The reason is because people are a lot more similar than we tend to think. While it is true that the Germanic tribes had an egg coloring tradition going back for centuries, the same is also true of the birthplace of the Abrahamic traditions – Mesopotamia. These evolved parallel for similar and yet slightly different reasons. Both traditions held that the egg was a symbol of rebirth, hope, and all that other good stuff. But the coloring came from different perspectives and thus, the colors used were different as well. While the Germanic tribes celebrating the dawn and spring would use colors you would see in nature as everything came to life, the Christians tended to use a single color, red, to symbolize something a little bit darker. According to the earliest traditions, a red egg was stained with Jesus’ blood.
The story changes from one source to the next, but generally the idea is that the eggs themselves weren’t colored until they were exposed to the crucifixion or the resurrection on Easter day. The story held by the earliest Christians in the middle east was that Mary, mother of Jesus, brought eggs to give to the soldiers tormenting Jesus on the cross in an effort to ask them for mercy. Offering the eggs to them and requesting they stop being so cruel in their treatment of him, the story is that blood from Christ fell onto an egg and stained it red. Alternatively, for some sects it was Mary’s own tears which gave them a dazzling color.
This version of the story definitely has the marks of the earliest of Christian traditions. As many know, metaphors of Jesus found in food are fairly common with several stories involving miracles around food or metaphors made with it. To this day Catholics eat and drink what has been described as the flesh and blood of Jesus Christ. And, before the cross became popular, the earliest symbol of Christianity was a fish, representing one of the miracles carried out in the gospels. As such, a tradition combining food (especially one representing new beginnings) and symbolism of the blood of Jesus is an obvious practice.
But not all of the stories indicate that the red color of the eggs was specifically caused by the blood of Jesus. In alternative stories explaining the color of the eggs it was essentially described as essentially the first miracle of Jesus after rising on the third day. In these stories, Mary Magdalene is said to have been carrying eggs during her part in witnessing his resurrection. In one of these stories, the very act of walking near his tomb turned the eggs red from the proximity. This miraculous transformation, combined with the fact the stone covering the tomb had been moved, was a representation to Magdalene that Jesus was alive once more.
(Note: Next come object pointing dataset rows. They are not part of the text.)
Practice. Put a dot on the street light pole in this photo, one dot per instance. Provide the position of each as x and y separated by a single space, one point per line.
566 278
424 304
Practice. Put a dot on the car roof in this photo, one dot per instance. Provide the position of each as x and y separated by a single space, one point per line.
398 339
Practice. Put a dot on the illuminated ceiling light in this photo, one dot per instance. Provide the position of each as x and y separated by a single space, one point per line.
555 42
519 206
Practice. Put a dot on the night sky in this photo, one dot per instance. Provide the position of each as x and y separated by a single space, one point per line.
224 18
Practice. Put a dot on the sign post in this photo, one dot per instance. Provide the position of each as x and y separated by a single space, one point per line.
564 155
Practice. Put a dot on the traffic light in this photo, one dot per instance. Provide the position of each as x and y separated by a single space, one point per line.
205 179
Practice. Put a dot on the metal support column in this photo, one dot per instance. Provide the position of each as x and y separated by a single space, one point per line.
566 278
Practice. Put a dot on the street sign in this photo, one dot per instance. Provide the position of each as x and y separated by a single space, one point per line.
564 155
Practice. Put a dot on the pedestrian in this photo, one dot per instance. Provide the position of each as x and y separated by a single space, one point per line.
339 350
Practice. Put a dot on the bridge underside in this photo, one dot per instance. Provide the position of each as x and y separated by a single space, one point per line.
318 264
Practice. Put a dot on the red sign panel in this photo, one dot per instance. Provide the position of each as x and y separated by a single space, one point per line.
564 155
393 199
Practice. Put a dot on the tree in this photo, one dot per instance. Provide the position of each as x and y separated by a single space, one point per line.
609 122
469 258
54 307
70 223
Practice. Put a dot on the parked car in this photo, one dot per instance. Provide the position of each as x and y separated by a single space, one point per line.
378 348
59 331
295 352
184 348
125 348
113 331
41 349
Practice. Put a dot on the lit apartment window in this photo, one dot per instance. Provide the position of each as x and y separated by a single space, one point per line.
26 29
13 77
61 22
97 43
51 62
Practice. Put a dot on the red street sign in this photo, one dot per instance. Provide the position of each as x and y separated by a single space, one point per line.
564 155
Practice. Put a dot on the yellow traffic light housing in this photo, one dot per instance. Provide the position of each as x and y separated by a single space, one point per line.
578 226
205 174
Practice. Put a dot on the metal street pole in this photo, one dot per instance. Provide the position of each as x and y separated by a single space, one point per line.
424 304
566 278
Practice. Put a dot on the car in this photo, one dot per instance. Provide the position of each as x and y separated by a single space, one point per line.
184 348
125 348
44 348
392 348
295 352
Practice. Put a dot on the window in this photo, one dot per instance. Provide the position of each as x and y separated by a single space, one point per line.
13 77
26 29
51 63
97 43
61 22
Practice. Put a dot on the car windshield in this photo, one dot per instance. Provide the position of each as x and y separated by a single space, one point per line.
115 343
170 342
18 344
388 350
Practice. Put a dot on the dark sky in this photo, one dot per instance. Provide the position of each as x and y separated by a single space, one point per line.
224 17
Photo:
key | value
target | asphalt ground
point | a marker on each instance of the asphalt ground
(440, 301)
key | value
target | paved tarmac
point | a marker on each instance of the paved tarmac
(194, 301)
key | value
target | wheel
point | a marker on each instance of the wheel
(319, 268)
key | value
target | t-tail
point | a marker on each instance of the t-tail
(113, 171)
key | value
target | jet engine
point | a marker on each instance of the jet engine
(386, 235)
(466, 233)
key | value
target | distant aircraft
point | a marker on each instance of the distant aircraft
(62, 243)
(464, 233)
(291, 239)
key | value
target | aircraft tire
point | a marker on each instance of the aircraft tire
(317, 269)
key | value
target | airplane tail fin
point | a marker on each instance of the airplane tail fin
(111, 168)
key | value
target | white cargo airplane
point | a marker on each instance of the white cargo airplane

Similarly, in another version, as Magdalene discovered his tomb was empty she went to tell the authorities. They scoffed at the notion and disregarded her accounts, declaring that it was as likely he was alive as the eggs in the room were red. This, of course, was soon met with another miracle where the eggs changed color at the moment the words were said. Seen this way, the eggs are a testament to the idea that Jesus resurrected.
So as the Christians converted the Germanic tribes to the North, finding they also had a tradition of decorating eggs as a symbol of rebirth, the two traditions were easily dovetailed together. With their traditions so similar because of a shared symbolism, the true difference between the tradition in the past and the one in the present is that the colors used on the eggs started to find more variety – exchanging the symbolism of blood for the symbolism of new beginnings instead.
So, maybe in the end, even if it may seem like a silly tradition…
It’s the kind of thing that shows we aren’t completely different after all.